The spin studio consists of 26 bikes, two of which are Peloton bikes that are equipped with on-demand instruction programs with a real instructor that the user can view on a screen. The instructor gives users instructions and encouragement and keeps the workout interesting and challenging.
But Linden High School takes it a step further by taking Peloton’s instructor video and broadcasting it from a big-screen television at the front of the room so that everyone can get the full experience.
“We wirelessly push the signal from the Peloton bike up to the seventy-five-inch tv set so every student is getting that Peloton experience,” Viana said. “We’re using the Cadillac of spin bikes in the Peloton and using it for everyone else in the room. We’re using our technology to the fullest extent.”
The Peloton experience includes 200,000 different videos to choose from, with different kinds of background music, different instructors, and different levels of difficulty and intensity.
“We have a whole myriad of options available,” Viana said.
Coupled with the two Pelotons are 24 Life Fitness spin cycles, all of which are fully customizable for each student. All the bikes allow students to track their progress with real data, including calories, cadence, and other measures, which allow students to track their progress and compare it with others. For example, physical education teacher Michael Firestone had his class in the spin studio for a rotation in December. Freshman Edgar Saint-Val burned 178 calories during a 20-minute workout to lead the class.
“The spin studio at Linden High School is an innovative and exciting new experience for the students as well as the physical education staff,” said Barbara Brady, the Health & Physical Education Department chair, who was speaking on behalf of the physical education staff. “It is a great alternative to a traditional physical education class. The students can focus on individual exercise goals and they can monitor their own progress. The spin classes also offer the students the opportunity to experience a lifelong fitness activity.”
Besides diversifying the students’ options, the spin studio and other breakout rooms serve another purpose. Each gym class has 100 to 150 students, which can complicate lesson planning. The breakout rooms give teachers the option to place 85 students in activities outside the main gym.

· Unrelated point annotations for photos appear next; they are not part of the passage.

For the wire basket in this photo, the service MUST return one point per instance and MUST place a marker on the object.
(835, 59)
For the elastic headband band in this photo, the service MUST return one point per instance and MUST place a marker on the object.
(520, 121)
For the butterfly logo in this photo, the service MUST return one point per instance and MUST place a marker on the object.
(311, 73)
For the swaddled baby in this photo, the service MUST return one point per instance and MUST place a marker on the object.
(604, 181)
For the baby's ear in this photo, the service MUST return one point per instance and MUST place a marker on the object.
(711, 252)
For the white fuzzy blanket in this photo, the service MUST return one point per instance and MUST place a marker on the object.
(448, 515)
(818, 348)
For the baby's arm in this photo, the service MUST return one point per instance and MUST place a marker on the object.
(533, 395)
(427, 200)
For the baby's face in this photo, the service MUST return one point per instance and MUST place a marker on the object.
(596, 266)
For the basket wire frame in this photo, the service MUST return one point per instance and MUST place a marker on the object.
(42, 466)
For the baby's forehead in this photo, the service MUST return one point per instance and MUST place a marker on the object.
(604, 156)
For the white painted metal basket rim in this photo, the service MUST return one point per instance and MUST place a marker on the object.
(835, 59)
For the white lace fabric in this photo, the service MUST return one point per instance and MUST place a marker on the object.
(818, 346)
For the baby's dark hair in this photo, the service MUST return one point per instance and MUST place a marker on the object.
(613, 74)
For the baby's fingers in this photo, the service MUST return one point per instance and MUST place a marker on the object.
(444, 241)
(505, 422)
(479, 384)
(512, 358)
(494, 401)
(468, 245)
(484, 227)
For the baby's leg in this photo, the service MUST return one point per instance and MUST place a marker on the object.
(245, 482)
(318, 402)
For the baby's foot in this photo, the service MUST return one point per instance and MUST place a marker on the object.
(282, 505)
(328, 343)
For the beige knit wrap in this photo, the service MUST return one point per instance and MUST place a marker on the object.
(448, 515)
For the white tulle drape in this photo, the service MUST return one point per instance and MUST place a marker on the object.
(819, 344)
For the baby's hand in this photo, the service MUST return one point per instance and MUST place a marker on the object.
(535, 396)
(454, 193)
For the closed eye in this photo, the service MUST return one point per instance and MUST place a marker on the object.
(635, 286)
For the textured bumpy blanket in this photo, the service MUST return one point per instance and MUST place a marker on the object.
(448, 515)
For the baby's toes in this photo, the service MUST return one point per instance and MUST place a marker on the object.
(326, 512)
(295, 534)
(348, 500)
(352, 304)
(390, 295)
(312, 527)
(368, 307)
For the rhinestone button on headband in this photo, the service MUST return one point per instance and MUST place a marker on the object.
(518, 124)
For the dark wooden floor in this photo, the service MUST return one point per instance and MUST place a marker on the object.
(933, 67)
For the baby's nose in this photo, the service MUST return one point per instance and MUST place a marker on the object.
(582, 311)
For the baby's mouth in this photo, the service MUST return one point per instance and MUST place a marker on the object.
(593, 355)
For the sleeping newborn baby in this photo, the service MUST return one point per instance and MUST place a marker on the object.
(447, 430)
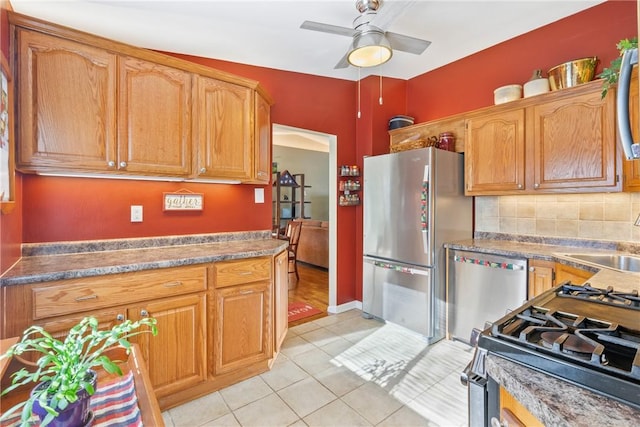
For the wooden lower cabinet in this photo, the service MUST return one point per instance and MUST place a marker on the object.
(541, 277)
(215, 321)
(242, 333)
(176, 357)
(577, 276)
(242, 319)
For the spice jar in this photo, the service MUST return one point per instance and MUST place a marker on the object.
(446, 141)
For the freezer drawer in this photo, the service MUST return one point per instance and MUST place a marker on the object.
(482, 288)
(399, 293)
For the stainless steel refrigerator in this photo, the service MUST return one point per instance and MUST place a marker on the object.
(413, 203)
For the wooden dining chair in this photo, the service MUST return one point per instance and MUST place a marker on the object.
(292, 233)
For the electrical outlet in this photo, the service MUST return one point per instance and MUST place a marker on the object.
(136, 213)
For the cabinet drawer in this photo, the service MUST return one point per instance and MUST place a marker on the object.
(236, 272)
(75, 295)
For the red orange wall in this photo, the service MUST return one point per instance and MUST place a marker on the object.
(74, 208)
(468, 84)
(10, 224)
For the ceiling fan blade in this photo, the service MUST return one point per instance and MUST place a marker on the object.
(328, 28)
(343, 63)
(407, 43)
(389, 12)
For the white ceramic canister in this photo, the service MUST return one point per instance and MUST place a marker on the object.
(536, 85)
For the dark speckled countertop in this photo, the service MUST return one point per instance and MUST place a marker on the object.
(67, 260)
(558, 403)
(532, 247)
(553, 401)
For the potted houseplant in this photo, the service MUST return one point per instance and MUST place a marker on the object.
(64, 373)
(610, 75)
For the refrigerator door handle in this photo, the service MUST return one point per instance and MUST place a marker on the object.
(400, 268)
(424, 212)
(490, 264)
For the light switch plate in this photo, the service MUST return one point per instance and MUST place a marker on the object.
(259, 195)
(136, 213)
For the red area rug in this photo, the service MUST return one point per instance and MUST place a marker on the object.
(299, 310)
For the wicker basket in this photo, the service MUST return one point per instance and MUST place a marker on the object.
(413, 144)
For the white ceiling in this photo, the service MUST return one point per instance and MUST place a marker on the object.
(267, 32)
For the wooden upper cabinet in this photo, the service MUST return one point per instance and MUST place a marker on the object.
(541, 277)
(222, 117)
(262, 141)
(631, 168)
(574, 143)
(90, 105)
(154, 119)
(66, 99)
(560, 142)
(495, 152)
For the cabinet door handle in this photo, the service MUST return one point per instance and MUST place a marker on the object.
(173, 284)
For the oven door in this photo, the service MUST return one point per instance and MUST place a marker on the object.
(483, 392)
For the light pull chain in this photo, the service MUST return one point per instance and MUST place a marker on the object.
(380, 70)
(359, 113)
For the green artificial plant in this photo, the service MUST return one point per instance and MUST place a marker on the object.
(63, 365)
(610, 75)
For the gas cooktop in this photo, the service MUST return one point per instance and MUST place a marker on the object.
(587, 336)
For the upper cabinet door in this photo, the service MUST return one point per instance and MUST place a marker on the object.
(223, 128)
(154, 119)
(495, 153)
(575, 143)
(66, 104)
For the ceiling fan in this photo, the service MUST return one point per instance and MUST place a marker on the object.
(371, 44)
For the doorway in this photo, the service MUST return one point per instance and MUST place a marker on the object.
(305, 139)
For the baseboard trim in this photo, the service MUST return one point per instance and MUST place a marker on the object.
(335, 309)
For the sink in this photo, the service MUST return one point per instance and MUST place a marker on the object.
(618, 262)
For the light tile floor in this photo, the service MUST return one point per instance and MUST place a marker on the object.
(344, 370)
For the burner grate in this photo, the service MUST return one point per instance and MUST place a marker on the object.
(604, 296)
(594, 342)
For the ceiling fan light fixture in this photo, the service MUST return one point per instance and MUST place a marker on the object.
(369, 49)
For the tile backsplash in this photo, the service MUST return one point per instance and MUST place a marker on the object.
(598, 216)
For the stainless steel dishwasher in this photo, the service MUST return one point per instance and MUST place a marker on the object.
(482, 288)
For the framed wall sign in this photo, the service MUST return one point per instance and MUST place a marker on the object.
(183, 200)
(7, 165)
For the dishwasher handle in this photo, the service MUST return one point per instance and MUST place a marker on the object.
(487, 263)
(397, 267)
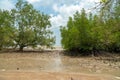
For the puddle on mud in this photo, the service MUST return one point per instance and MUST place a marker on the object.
(57, 63)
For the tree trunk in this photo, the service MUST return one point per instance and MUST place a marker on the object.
(21, 48)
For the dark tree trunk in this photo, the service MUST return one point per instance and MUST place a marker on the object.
(21, 48)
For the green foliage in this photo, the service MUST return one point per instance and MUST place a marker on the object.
(31, 26)
(89, 33)
(25, 26)
(6, 29)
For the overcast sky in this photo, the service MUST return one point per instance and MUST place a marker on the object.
(59, 10)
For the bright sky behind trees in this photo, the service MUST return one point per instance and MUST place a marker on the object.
(59, 10)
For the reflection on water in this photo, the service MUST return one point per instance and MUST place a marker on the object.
(56, 62)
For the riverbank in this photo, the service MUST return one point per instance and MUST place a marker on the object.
(52, 65)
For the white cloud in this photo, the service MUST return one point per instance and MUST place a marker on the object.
(33, 1)
(6, 4)
(64, 12)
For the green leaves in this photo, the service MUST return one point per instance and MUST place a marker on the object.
(88, 33)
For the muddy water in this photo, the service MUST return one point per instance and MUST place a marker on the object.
(55, 62)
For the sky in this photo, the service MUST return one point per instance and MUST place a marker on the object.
(59, 10)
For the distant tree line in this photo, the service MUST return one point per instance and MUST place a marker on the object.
(92, 33)
(24, 26)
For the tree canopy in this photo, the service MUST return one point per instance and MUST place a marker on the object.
(91, 33)
(31, 27)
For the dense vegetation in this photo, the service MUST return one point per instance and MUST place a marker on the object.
(92, 33)
(24, 26)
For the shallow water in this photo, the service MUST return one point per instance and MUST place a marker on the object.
(55, 62)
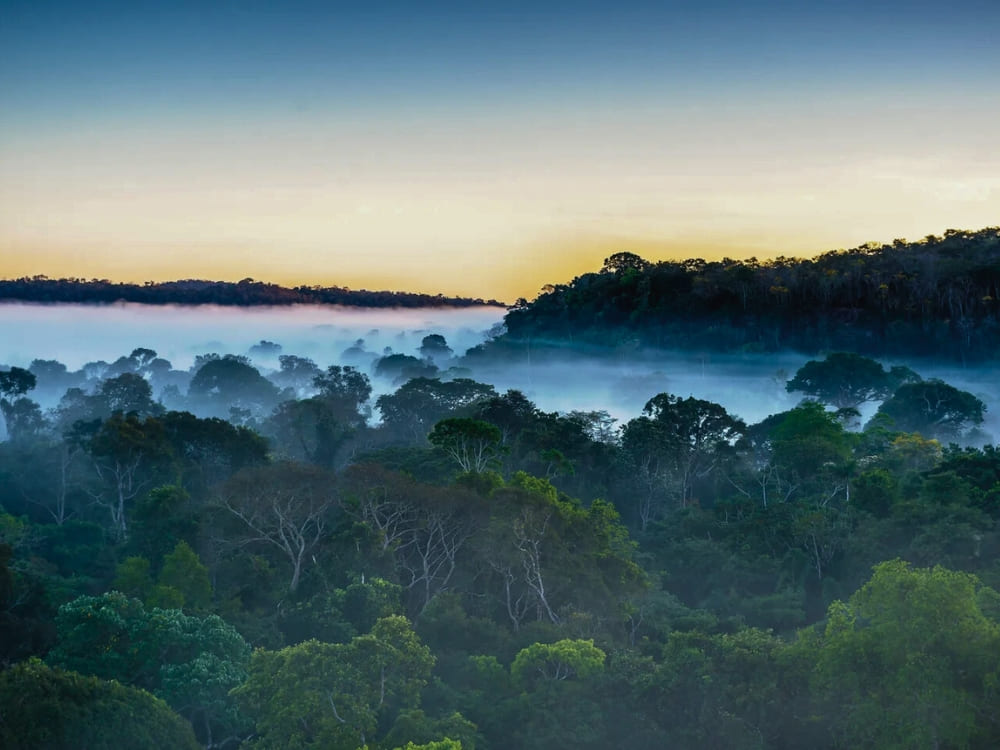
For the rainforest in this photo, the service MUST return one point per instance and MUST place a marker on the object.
(680, 504)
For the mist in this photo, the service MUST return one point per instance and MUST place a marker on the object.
(751, 386)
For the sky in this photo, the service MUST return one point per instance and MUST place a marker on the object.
(484, 149)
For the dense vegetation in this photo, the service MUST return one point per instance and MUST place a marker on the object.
(936, 297)
(200, 292)
(244, 557)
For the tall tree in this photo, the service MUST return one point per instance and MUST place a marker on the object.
(284, 507)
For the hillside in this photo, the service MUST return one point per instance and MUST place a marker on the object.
(938, 296)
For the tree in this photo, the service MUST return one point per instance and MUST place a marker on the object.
(284, 507)
(227, 382)
(16, 382)
(333, 695)
(435, 347)
(21, 415)
(296, 373)
(472, 443)
(557, 661)
(934, 409)
(674, 445)
(129, 393)
(624, 261)
(909, 661)
(402, 367)
(843, 379)
(125, 451)
(191, 662)
(183, 572)
(423, 527)
(345, 390)
(422, 402)
(52, 708)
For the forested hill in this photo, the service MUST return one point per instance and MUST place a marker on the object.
(247, 292)
(938, 296)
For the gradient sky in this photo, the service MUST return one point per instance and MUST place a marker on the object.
(483, 149)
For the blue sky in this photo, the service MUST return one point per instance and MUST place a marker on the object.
(483, 148)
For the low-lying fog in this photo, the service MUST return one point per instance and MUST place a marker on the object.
(750, 386)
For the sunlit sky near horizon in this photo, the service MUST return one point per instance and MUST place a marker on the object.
(484, 149)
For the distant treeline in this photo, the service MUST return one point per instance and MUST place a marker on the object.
(247, 292)
(940, 295)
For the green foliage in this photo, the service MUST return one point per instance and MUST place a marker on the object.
(557, 661)
(183, 571)
(334, 695)
(52, 709)
(473, 444)
(191, 662)
(445, 744)
(910, 661)
(132, 577)
(843, 379)
(934, 409)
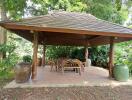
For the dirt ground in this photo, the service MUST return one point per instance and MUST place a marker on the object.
(66, 93)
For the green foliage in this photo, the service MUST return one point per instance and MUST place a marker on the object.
(104, 9)
(14, 8)
(99, 56)
(27, 58)
(78, 53)
(123, 54)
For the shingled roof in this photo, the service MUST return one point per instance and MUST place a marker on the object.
(69, 28)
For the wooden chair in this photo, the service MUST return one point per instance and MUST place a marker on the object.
(71, 64)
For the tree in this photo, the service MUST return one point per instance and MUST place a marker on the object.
(15, 10)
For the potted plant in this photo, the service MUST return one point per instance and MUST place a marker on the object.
(121, 70)
(23, 70)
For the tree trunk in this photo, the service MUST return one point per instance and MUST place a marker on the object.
(3, 32)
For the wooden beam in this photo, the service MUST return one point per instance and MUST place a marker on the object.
(35, 50)
(86, 53)
(111, 57)
(43, 58)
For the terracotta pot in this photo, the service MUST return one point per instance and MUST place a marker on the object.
(22, 72)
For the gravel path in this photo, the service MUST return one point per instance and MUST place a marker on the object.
(68, 93)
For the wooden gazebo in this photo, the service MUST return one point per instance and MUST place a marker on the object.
(68, 28)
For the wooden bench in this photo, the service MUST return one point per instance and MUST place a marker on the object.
(71, 64)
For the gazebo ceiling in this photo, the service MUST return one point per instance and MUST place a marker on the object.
(69, 28)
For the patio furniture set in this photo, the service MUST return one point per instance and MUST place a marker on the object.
(63, 64)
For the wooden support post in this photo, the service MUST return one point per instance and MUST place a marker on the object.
(86, 53)
(35, 50)
(43, 58)
(111, 57)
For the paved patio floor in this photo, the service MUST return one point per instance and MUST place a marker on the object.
(92, 76)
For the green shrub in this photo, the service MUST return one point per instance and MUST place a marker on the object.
(27, 58)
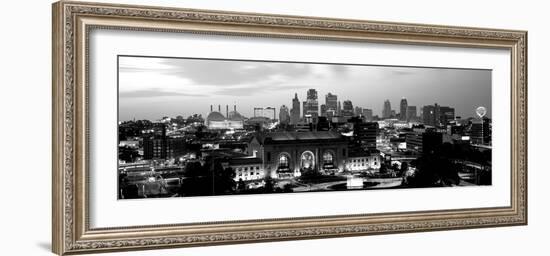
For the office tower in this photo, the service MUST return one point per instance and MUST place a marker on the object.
(295, 111)
(284, 116)
(386, 112)
(348, 109)
(403, 109)
(411, 113)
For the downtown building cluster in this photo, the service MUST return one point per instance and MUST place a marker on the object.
(305, 147)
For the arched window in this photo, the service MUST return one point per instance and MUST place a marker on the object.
(328, 158)
(283, 162)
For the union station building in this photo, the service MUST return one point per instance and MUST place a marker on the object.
(288, 154)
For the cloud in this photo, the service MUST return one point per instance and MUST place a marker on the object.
(339, 69)
(231, 72)
(256, 90)
(154, 93)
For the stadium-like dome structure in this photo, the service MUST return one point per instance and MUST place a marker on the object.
(216, 120)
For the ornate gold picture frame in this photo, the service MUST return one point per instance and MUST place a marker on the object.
(72, 24)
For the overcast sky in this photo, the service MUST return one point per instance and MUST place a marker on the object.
(150, 88)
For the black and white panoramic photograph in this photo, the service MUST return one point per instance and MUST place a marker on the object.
(225, 127)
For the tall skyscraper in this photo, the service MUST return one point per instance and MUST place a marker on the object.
(365, 133)
(295, 111)
(358, 111)
(348, 109)
(331, 105)
(430, 114)
(323, 110)
(436, 115)
(284, 116)
(368, 114)
(386, 112)
(411, 113)
(481, 131)
(311, 105)
(403, 109)
(446, 114)
(331, 101)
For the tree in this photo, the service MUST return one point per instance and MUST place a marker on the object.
(269, 185)
(404, 168)
(433, 170)
(241, 186)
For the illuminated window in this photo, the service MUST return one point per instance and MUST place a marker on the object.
(283, 162)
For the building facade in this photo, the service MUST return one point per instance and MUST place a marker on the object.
(288, 154)
(411, 113)
(386, 111)
(295, 111)
(403, 109)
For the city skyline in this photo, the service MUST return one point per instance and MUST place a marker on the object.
(150, 88)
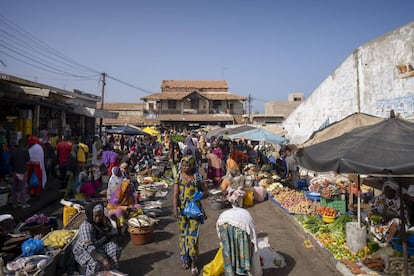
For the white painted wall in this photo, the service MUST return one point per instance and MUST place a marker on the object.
(368, 81)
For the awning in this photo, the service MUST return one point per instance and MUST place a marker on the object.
(93, 112)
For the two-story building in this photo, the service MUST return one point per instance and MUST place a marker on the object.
(27, 107)
(184, 104)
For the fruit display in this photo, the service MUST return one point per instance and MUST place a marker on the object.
(294, 201)
(327, 211)
(59, 238)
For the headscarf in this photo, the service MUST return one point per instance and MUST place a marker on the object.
(33, 140)
(190, 160)
(392, 185)
(102, 228)
(122, 196)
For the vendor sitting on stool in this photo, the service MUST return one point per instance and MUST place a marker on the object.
(385, 215)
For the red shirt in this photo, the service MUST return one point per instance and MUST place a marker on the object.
(63, 149)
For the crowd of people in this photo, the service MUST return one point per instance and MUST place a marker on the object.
(196, 160)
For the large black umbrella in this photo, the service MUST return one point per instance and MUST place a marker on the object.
(127, 130)
(228, 131)
(388, 145)
(384, 146)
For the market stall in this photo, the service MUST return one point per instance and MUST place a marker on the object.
(380, 149)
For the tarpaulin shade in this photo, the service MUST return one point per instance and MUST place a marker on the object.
(260, 134)
(345, 125)
(127, 130)
(387, 145)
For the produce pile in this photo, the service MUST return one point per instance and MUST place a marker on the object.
(59, 238)
(332, 236)
(327, 188)
(294, 201)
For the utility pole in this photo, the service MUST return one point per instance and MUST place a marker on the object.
(250, 108)
(102, 103)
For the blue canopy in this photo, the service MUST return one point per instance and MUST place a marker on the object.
(260, 134)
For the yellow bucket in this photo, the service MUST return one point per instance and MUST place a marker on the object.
(68, 213)
(80, 196)
(248, 198)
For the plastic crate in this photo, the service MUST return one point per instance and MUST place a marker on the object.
(337, 204)
(4, 198)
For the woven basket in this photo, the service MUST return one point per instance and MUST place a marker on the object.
(141, 235)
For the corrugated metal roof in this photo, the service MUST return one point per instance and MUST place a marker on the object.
(121, 106)
(196, 84)
(171, 95)
(195, 117)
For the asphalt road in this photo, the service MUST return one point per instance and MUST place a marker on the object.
(160, 257)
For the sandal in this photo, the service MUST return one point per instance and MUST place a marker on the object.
(185, 266)
(194, 271)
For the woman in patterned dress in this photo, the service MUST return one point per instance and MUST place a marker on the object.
(186, 184)
(93, 247)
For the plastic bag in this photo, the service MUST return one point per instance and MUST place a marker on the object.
(33, 181)
(32, 247)
(192, 210)
(216, 266)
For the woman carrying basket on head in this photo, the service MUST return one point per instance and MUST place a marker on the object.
(186, 184)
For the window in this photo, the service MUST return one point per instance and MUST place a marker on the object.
(194, 103)
(172, 104)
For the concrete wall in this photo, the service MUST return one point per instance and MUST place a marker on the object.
(367, 81)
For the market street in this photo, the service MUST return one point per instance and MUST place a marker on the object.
(285, 235)
(160, 256)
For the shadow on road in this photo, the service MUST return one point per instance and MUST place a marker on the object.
(142, 265)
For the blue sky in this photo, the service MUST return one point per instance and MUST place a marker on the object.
(267, 49)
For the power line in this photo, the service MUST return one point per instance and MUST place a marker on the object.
(38, 43)
(46, 57)
(128, 84)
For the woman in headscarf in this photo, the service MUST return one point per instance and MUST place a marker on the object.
(237, 233)
(385, 214)
(186, 184)
(114, 180)
(215, 166)
(123, 204)
(93, 247)
(189, 145)
(36, 164)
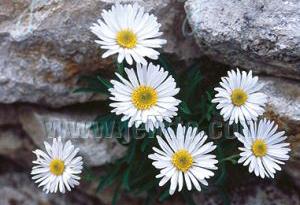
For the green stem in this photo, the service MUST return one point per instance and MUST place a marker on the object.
(230, 158)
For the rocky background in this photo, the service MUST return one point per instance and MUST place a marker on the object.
(45, 45)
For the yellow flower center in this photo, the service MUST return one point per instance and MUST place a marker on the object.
(57, 167)
(126, 38)
(239, 97)
(259, 148)
(144, 97)
(182, 160)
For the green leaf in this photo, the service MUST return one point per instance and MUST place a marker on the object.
(116, 196)
(166, 65)
(125, 181)
(188, 198)
(164, 195)
(104, 82)
(120, 68)
(184, 108)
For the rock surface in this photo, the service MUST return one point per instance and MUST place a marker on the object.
(254, 194)
(46, 44)
(260, 35)
(284, 108)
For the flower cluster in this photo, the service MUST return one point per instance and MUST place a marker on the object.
(146, 96)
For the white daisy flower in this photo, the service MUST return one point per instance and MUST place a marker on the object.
(239, 98)
(130, 32)
(264, 149)
(58, 167)
(147, 97)
(184, 156)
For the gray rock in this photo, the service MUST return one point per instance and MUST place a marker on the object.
(284, 97)
(8, 115)
(42, 125)
(251, 193)
(260, 35)
(284, 108)
(46, 45)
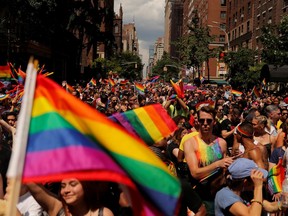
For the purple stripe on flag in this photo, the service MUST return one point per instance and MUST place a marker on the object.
(63, 160)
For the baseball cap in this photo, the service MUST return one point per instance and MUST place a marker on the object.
(242, 167)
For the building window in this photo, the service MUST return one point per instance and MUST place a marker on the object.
(222, 38)
(116, 29)
(223, 26)
(249, 8)
(223, 14)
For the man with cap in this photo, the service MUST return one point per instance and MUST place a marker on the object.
(243, 174)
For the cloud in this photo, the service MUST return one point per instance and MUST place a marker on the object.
(148, 16)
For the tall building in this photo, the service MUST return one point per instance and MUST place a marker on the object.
(267, 12)
(173, 25)
(213, 15)
(158, 49)
(118, 25)
(240, 16)
(130, 39)
(150, 61)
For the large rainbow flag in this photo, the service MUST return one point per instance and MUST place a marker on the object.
(151, 123)
(68, 138)
(139, 88)
(235, 92)
(276, 176)
(256, 92)
(178, 87)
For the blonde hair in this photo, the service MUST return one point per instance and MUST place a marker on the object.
(3, 205)
(263, 120)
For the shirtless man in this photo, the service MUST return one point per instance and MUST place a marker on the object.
(205, 155)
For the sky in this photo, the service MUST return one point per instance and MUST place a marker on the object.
(148, 16)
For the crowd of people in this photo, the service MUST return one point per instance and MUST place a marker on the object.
(222, 151)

“That leaves fifty to seventy behind, which is a very good number to do a formal activity in the gym, whether we’re playing badminton, or floor hockey, or volleyball,” Viana said. “Whatever we’re doing, we have so much more space and the students are getting a much better class experience because we’re basically reducing the class sizes and providing more individualized instruction.
“Teachers love it because it’s so much more manageable. It’s so hard to do an organized physical activity for 150 students in one small area.”
Student rotate through different rooms every two weeks or so, so that everyone gets the chance to try different activities.
“We’re doing new things, creative things, to expand the physical education opportunities with a limited space,” Viana said. “We’re always trying to give students new opportunities and the spin studio is just one venue in which students can get physically active.
“It’s new, it’s creative and the kids love it.”

(above) Students in Michael Firestone’s physical education class at Linden High School using the school’s spin studio, which varies students’ activities and makes creative use of limited space.